We’ve had the pleasure recently of hearing the thoughts of someone who has spent a lot of time examining the different forces that influence individual saving in the U.S. compared to other parts of the world. Sheldon Garon, the Nissan Professor of History and East Asian Studies at Princeton, has written a compelling book: Beyond Our Means: Why America Spends While the World Saves.

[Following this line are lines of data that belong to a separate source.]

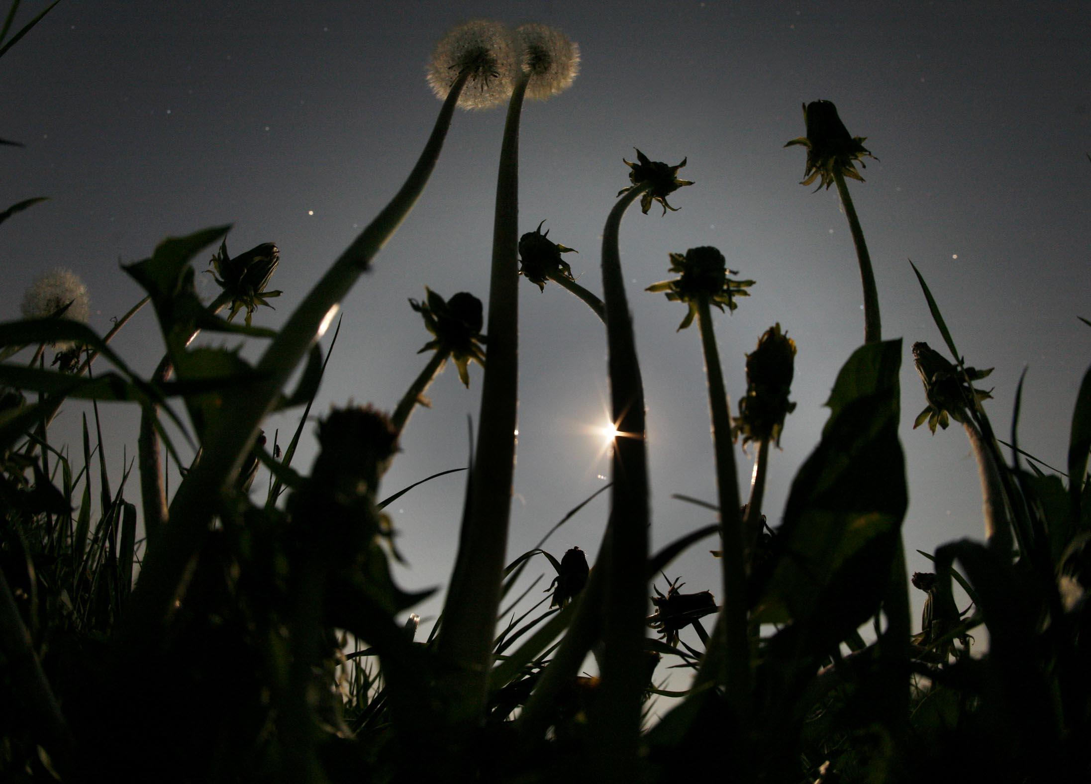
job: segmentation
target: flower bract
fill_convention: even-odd
[[[801,185],[810,185],[818,179],[818,188],[829,188],[835,182],[835,172],[851,180],[864,181],[856,171],[855,161],[864,167],[864,157],[875,158],[864,147],[865,136],[852,136],[837,114],[837,107],[828,100],[814,100],[803,105],[803,121],[807,135],[793,138],[786,144],[799,144],[807,148],[807,167]],[[865,167],[866,168],[866,167]],[[819,179],[820,178],[820,179]]]
[[[729,311],[735,310],[739,303],[736,297],[750,297],[746,290],[754,285],[753,280],[733,280],[728,275],[738,275],[738,270],[728,269],[723,254],[715,248],[691,248],[685,252],[670,254],[672,273],[681,277],[672,280],[660,280],[647,288],[647,291],[666,291],[671,302],[687,302],[690,312],[679,325],[685,329],[697,316],[702,299],[716,305],[721,311],[727,305]]]
[[[543,220],[538,228],[519,238],[519,275],[535,284],[542,291],[550,276],[562,276],[570,280],[572,267],[561,258],[562,253],[578,253],[559,242],[549,240],[549,231],[542,233]]]
[[[427,297],[423,302],[409,300],[409,305],[424,318],[424,326],[434,339],[424,343],[417,353],[429,350],[447,351],[458,377],[467,387],[470,385],[468,365],[470,361],[484,366],[484,326],[481,300],[473,294],[460,291],[449,300],[444,300],[437,293],[424,287]]]
[[[619,196],[634,188],[650,183],[651,186],[640,197],[640,210],[647,215],[651,203],[659,202],[663,207],[663,215],[667,215],[668,209],[672,213],[678,212],[678,207],[672,207],[667,203],[667,197],[683,185],[693,184],[690,180],[678,179],[679,169],[685,166],[686,158],[683,158],[678,166],[668,166],[659,160],[649,160],[648,156],[637,149],[635,164],[624,158],[622,160],[631,169],[628,180],[633,184],[618,191]]]
[[[507,100],[518,70],[515,36],[492,20],[472,20],[453,27],[435,45],[428,64],[428,83],[446,98],[459,74],[468,72],[458,96],[464,109],[487,109]]]
[[[579,46],[556,27],[524,24],[515,29],[529,74],[527,97],[544,99],[572,86],[579,73]]]
[[[913,422],[914,429],[927,422],[928,430],[935,434],[937,424],[946,430],[950,420],[967,422],[967,407],[992,397],[984,389],[967,383],[967,379],[975,382],[984,378],[993,372],[992,367],[983,371],[966,367],[963,375],[963,371],[925,342],[913,343],[913,364],[916,365],[916,372],[924,384],[924,397],[928,401]]]
[[[228,321],[235,318],[236,314],[247,309],[247,326],[259,305],[272,307],[267,300],[279,297],[280,291],[268,291],[266,286],[276,272],[277,264],[280,263],[280,251],[272,242],[263,242],[256,248],[252,248],[245,253],[231,258],[227,253],[227,240],[219,245],[219,251],[208,262],[212,267],[208,272],[231,297],[231,313]]]

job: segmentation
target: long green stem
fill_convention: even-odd
[[[179,486],[170,505],[170,518],[177,524],[167,527],[165,546],[149,552],[144,560],[130,611],[120,627],[123,642],[147,640],[149,630],[159,628],[171,614],[175,599],[184,588],[187,568],[204,540],[220,494],[231,486],[257,437],[262,419],[311,345],[333,321],[340,301],[394,236],[424,190],[468,75],[463,72],[452,85],[424,150],[401,190],[341,253],[291,314],[257,363],[261,381],[235,398],[231,415],[225,417],[225,424],[211,435],[205,459]]]
[[[849,186],[844,184],[844,176],[837,170],[837,167],[834,167],[834,181],[837,182],[837,192],[841,195],[844,217],[849,219],[849,230],[852,232],[856,260],[860,262],[860,279],[864,285],[864,342],[877,343],[883,339],[883,322],[879,318],[879,294],[875,288],[872,257],[867,253],[867,243],[864,242],[864,232],[860,228],[856,208],[852,206]]]
[[[394,413],[391,414],[391,424],[394,426],[395,433],[400,435],[401,431],[405,430],[406,422],[409,421],[409,414],[412,413],[413,408],[420,402],[420,397],[424,394],[424,390],[428,389],[439,372],[443,370],[443,363],[447,361],[447,357],[449,355],[449,351],[436,349],[431,359],[429,359],[428,364],[413,378],[406,394],[398,400],[398,406],[394,409]]]
[[[518,410],[519,117],[527,79],[524,74],[512,93],[500,152],[487,325],[489,361],[481,382],[470,499],[439,639],[440,656],[457,682],[454,721],[479,716],[484,710],[507,552]]]
[[[549,279],[555,282],[558,286],[567,289],[576,297],[582,299],[587,303],[587,306],[595,311],[603,324],[607,322],[607,306],[602,304],[602,300],[595,295],[594,292],[588,291],[583,286],[577,284],[572,278],[565,277],[564,275],[548,275]]]
[[[963,425],[970,439],[973,455],[978,459],[978,477],[981,480],[982,510],[985,518],[985,541],[988,546],[1004,557],[1011,553],[1011,522],[1008,517],[1004,485],[993,453],[985,444],[981,431],[972,420]]]
[[[648,465],[644,382],[625,298],[618,234],[625,210],[647,191],[622,196],[602,232],[602,293],[607,309],[610,403],[614,429],[610,580],[604,602],[602,693],[597,721],[599,773],[612,781],[637,776],[640,703],[647,671],[644,637],[648,605]]]
[[[762,533],[762,504],[765,500],[765,477],[769,470],[769,439],[757,443],[757,454],[754,456],[754,474],[751,478],[751,495],[746,502],[746,516],[743,518],[743,539],[746,552],[750,553]]]
[[[751,711],[750,647],[746,635],[746,560],[743,555],[744,538],[739,504],[739,479],[735,470],[734,444],[731,441],[731,412],[723,388],[720,353],[716,348],[712,314],[708,298],[697,301],[697,321],[700,326],[700,345],[705,353],[705,372],[708,376],[708,405],[712,417],[712,445],[716,455],[716,490],[720,502],[720,535],[723,552],[723,602],[719,627],[726,646],[723,672],[718,680],[724,685],[727,697],[741,720]]]

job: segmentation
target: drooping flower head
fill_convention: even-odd
[[[984,389],[978,389],[966,383],[966,378],[975,382],[984,378],[993,369],[979,371],[975,367],[966,367],[966,377],[938,351],[928,347],[927,343],[913,343],[913,364],[924,384],[924,397],[928,405],[918,414],[913,422],[913,429],[920,427],[925,421],[933,435],[938,424],[944,430],[950,420],[956,422],[967,422],[967,407],[972,406],[974,400],[986,400],[992,395]]]
[[[427,286],[424,291],[428,295],[423,302],[410,299],[409,305],[420,313],[428,331],[435,337],[424,343],[417,353],[430,350],[447,351],[458,367],[458,377],[468,387],[470,375],[467,365],[470,361],[484,367],[482,343],[485,338],[481,334],[484,313],[481,300],[465,291],[459,291],[449,300],[444,300]]]
[[[280,291],[265,289],[280,263],[280,251],[272,242],[263,242],[231,258],[227,253],[227,240],[219,245],[219,251],[208,262],[213,278],[224,291],[231,297],[231,313],[228,321],[247,309],[247,326],[259,305],[272,307],[267,299],[279,297]]]
[[[23,293],[24,318],[68,318],[86,323],[91,315],[91,298],[87,287],[71,269],[57,267],[43,273]],[[71,347],[70,342],[58,341],[58,350]]]
[[[549,230],[542,233],[542,226],[546,221],[538,224],[538,228],[528,231],[519,238],[519,275],[535,284],[542,291],[546,290],[546,281],[550,275],[560,275],[570,280],[572,267],[561,258],[562,253],[578,253],[572,248],[565,248],[559,242],[549,239]]]
[[[647,291],[666,291],[671,302],[687,302],[686,313],[679,329],[685,329],[693,324],[699,312],[699,302],[707,299],[721,311],[727,305],[729,311],[739,306],[735,297],[750,297],[746,291],[754,285],[753,280],[732,280],[728,275],[738,275],[735,269],[728,269],[723,254],[715,248],[691,248],[685,252],[671,253],[671,272],[680,273],[682,277],[673,280],[660,280],[647,288]]]
[[[524,24],[515,29],[523,70],[530,75],[527,97],[544,100],[572,86],[579,73],[579,46],[556,27]]]
[[[636,148],[634,147],[634,149]],[[622,160],[625,162],[625,166],[632,169],[628,172],[628,181],[633,184],[618,191],[619,196],[623,193],[628,193],[634,188],[638,188],[646,182],[650,182],[651,188],[640,197],[640,212],[647,215],[652,202],[659,202],[663,206],[663,215],[667,215],[668,209],[672,213],[678,212],[678,207],[672,207],[667,203],[667,197],[683,185],[693,184],[691,180],[678,179],[679,169],[685,166],[686,158],[682,158],[682,162],[678,166],[668,166],[659,160],[649,160],[648,156],[637,149],[637,162],[633,164],[624,158]]]
[[[834,172],[842,177],[864,181],[856,171],[854,161],[864,166],[863,158],[875,158],[865,147],[865,136],[851,136],[841,118],[837,116],[837,107],[828,100],[815,100],[803,105],[803,121],[806,123],[807,135],[793,138],[786,144],[791,147],[799,144],[807,148],[807,168],[803,172],[801,185],[810,185],[817,178],[819,190],[834,184]],[[877,160],[877,158],[875,158]]]
[[[747,442],[772,441],[780,445],[784,418],[795,410],[788,399],[795,373],[795,341],[780,331],[780,324],[765,330],[757,348],[746,354],[746,396],[739,401],[733,434]]]
[[[435,45],[428,64],[428,83],[446,98],[464,71],[469,73],[458,97],[464,109],[488,109],[512,95],[518,69],[518,45],[508,27],[491,20],[472,20],[453,27]]]

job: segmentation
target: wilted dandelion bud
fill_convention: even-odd
[[[634,149],[636,149],[634,147]],[[647,215],[652,202],[659,202],[663,207],[663,215],[667,210],[678,212],[678,207],[672,207],[667,203],[667,197],[683,185],[692,185],[691,180],[678,179],[679,169],[685,166],[686,158],[678,166],[668,166],[660,160],[649,160],[648,156],[636,150],[636,161],[632,162],[622,158],[622,161],[630,168],[628,181],[633,184],[618,191],[620,196],[645,183],[651,183],[651,188],[640,197],[640,210]]]
[[[523,49],[523,70],[529,74],[527,97],[546,99],[572,86],[579,73],[579,46],[556,27],[519,25],[515,34]]]
[[[795,341],[780,324],[765,330],[753,353],[746,354],[746,396],[739,401],[733,432],[747,442],[780,444],[784,418],[795,410],[788,399],[795,373]]]
[[[875,158],[865,147],[864,136],[849,134],[841,118],[837,116],[837,107],[828,100],[815,100],[803,105],[803,122],[807,135],[793,138],[786,144],[790,147],[799,144],[807,148],[807,168],[803,172],[801,185],[810,185],[817,178],[818,188],[829,188],[834,184],[834,172],[852,180],[864,181],[856,171],[854,161],[864,167],[863,158]],[[864,167],[866,168],[866,167]],[[815,189],[818,190],[818,189]]]
[[[469,76],[458,106],[487,109],[507,100],[515,84],[517,44],[500,22],[473,20],[452,28],[435,45],[428,64],[428,83],[440,98],[464,71]]]
[[[472,360],[484,366],[484,309],[473,294],[459,291],[449,300],[444,300],[427,286],[423,302],[410,299],[409,305],[424,318],[428,331],[435,336],[424,343],[417,353],[436,350],[446,351],[458,367],[458,377],[470,385],[469,363]]]
[[[568,604],[577,593],[584,590],[589,574],[590,569],[587,566],[587,556],[584,555],[584,551],[579,547],[572,547],[561,558],[561,571],[558,572],[556,577],[553,578],[553,582],[546,589],[549,591],[556,586],[556,589],[553,590],[553,601],[550,602],[550,606],[563,607]]]
[[[266,291],[277,264],[280,263],[280,251],[272,242],[263,242],[240,253],[235,258],[227,254],[227,240],[219,245],[219,251],[208,262],[213,267],[207,270],[213,278],[231,297],[231,313],[228,321],[243,307],[247,309],[247,326],[257,310],[257,305],[272,307],[266,299],[279,297],[279,291]]]
[[[391,421],[371,406],[333,409],[319,423],[313,482],[345,496],[374,494],[397,450]]]
[[[983,371],[967,367],[963,377],[955,365],[925,342],[913,343],[913,364],[924,384],[924,397],[928,401],[913,422],[914,429],[927,422],[928,430],[933,434],[937,424],[947,430],[950,420],[967,421],[966,408],[974,398],[985,400],[992,397],[984,389],[978,389],[966,383],[966,378],[971,382],[984,378],[993,372],[992,367]]]
[[[738,275],[738,270],[728,269],[727,260],[723,254],[715,248],[705,245],[702,248],[691,248],[685,254],[671,253],[670,272],[679,273],[682,277],[673,280],[660,280],[652,284],[647,291],[666,291],[667,299],[671,302],[687,302],[690,311],[686,313],[679,329],[685,329],[693,324],[700,307],[700,301],[706,300],[709,304],[716,305],[721,311],[727,305],[729,311],[739,306],[735,297],[750,297],[746,291],[754,285],[753,280],[733,280],[728,275]]]
[[[34,279],[23,294],[22,311],[24,318],[57,316],[86,323],[91,315],[91,298],[87,295],[87,287],[75,273],[57,267]],[[71,343],[62,341],[55,346],[63,350]]]
[[[578,253],[558,242],[551,242],[549,231],[542,233],[542,226],[519,238],[519,275],[535,284],[542,291],[550,275],[560,275],[572,280],[572,267],[561,258],[562,253]]]

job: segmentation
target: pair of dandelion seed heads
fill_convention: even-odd
[[[428,82],[440,98],[467,72],[458,98],[464,109],[487,109],[512,95],[527,79],[527,97],[546,99],[567,89],[579,72],[579,47],[561,31],[524,24],[514,31],[491,20],[473,20],[451,29],[435,45]]]

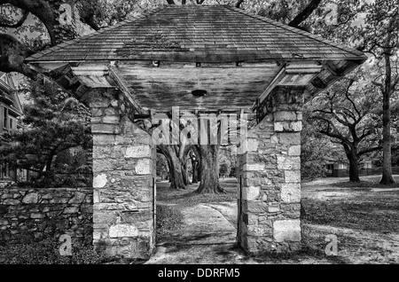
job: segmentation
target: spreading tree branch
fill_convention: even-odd
[[[0,0],[0,4],[10,4],[25,12],[36,16],[44,25],[49,33],[51,45],[56,44],[54,26],[56,23],[54,12],[47,1],[44,0]]]
[[[303,9],[293,20],[288,23],[288,26],[293,27],[298,27],[299,25],[308,19],[310,14],[320,4],[321,0],[311,0],[310,3]]]
[[[0,27],[7,27],[7,28],[18,28],[20,26],[23,25],[23,23],[25,22],[25,20],[27,20],[27,16],[29,15],[29,12],[28,11],[24,11],[22,17],[20,19],[20,20],[18,20],[17,23],[10,25],[10,24],[5,24],[5,23],[0,23]]]
[[[241,4],[242,4],[243,2],[244,2],[244,0],[239,0],[239,1],[237,1],[236,4],[235,4],[235,7],[239,9],[239,7],[241,6]]]

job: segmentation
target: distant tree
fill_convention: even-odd
[[[169,170],[168,168],[168,161],[165,159],[165,156],[161,153],[157,153],[157,176],[160,177],[160,179],[167,179],[168,175],[169,174]]]
[[[26,90],[29,104],[24,107],[23,129],[4,136],[12,145],[1,148],[0,156],[14,168],[51,178],[57,155],[74,147],[90,147],[89,111],[44,78]]]
[[[328,137],[316,131],[314,127],[308,122],[306,113],[302,126],[301,134],[301,179],[312,180],[325,176],[325,163],[327,161],[333,160],[331,142]]]
[[[342,145],[352,182],[360,181],[360,158],[382,149],[381,99],[370,77],[364,75],[359,70],[306,106],[308,121],[315,130]]]

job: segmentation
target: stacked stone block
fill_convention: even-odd
[[[92,213],[91,188],[4,188],[0,243],[23,243],[27,235],[41,239],[67,234],[73,244],[91,244]]]
[[[92,90],[93,241],[107,255],[150,257],[154,247],[154,148],[122,112],[121,93]]]
[[[266,115],[248,131],[239,157],[239,243],[251,254],[301,247],[301,130],[303,90],[278,87]]]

Professor Garon’s analysis spans centuries, focusing in particular on the institutional forces that shape nations’ cultural views about saving. He shows the government and private forces in the U.S. that may have influenced America’s historically low personal savings rates, and he shows how occasional unique efforts—like U.S. Savings Bonds during World War II—have brought more Americans into the ranks of savers.

The real culprit in Professor Garon’s analysis is the encouragement of credit in the U.S. starting around the Depression and World War II by private and government sources. His observations help us realize with some amusement that the most common characterization of Americans is as “consumers.”

The recent development even more directly related to long-term saving, however, is the seismic shift in the U.S. in who has the responsibility for long-term saving. As defined benefit pension/retirement plans have disappeared from the private sector landscape, the 401K and the language of defined contributions have become the norm. Individuals now are much more likely to carry the burden to plan and save for their own financial future, however far off it is and regardless of their current needs and financial capabilities.

Much of our work at Artemis focuses on those who have been more successful in accumulating, but for the last year we’ve been able to look in more depth at the savings motivations and behaviors of Americans across the board. Besides confirming a number of the points that Professor Garon highlights, we’ve been struck by the seriousness with which most people think about saving for the future. They don’t need to be told why it’s important. They do need to be reminded of how currently relevant it is to think about the future—bringing out the “ant” in yourself, so to speak; they need more information and guidance on how to manage their financial affairs; and, for those who aren’t “sophisticated investors,” they need more tools that make it easy to begin and even easier to continue that saving.

One interesting source we like that addresses many of these needs comes from a new U.S. Treasury program that offers tips on saving and guidance to the government’s own offerings: www.treasurydirect.gov/readysavegrow.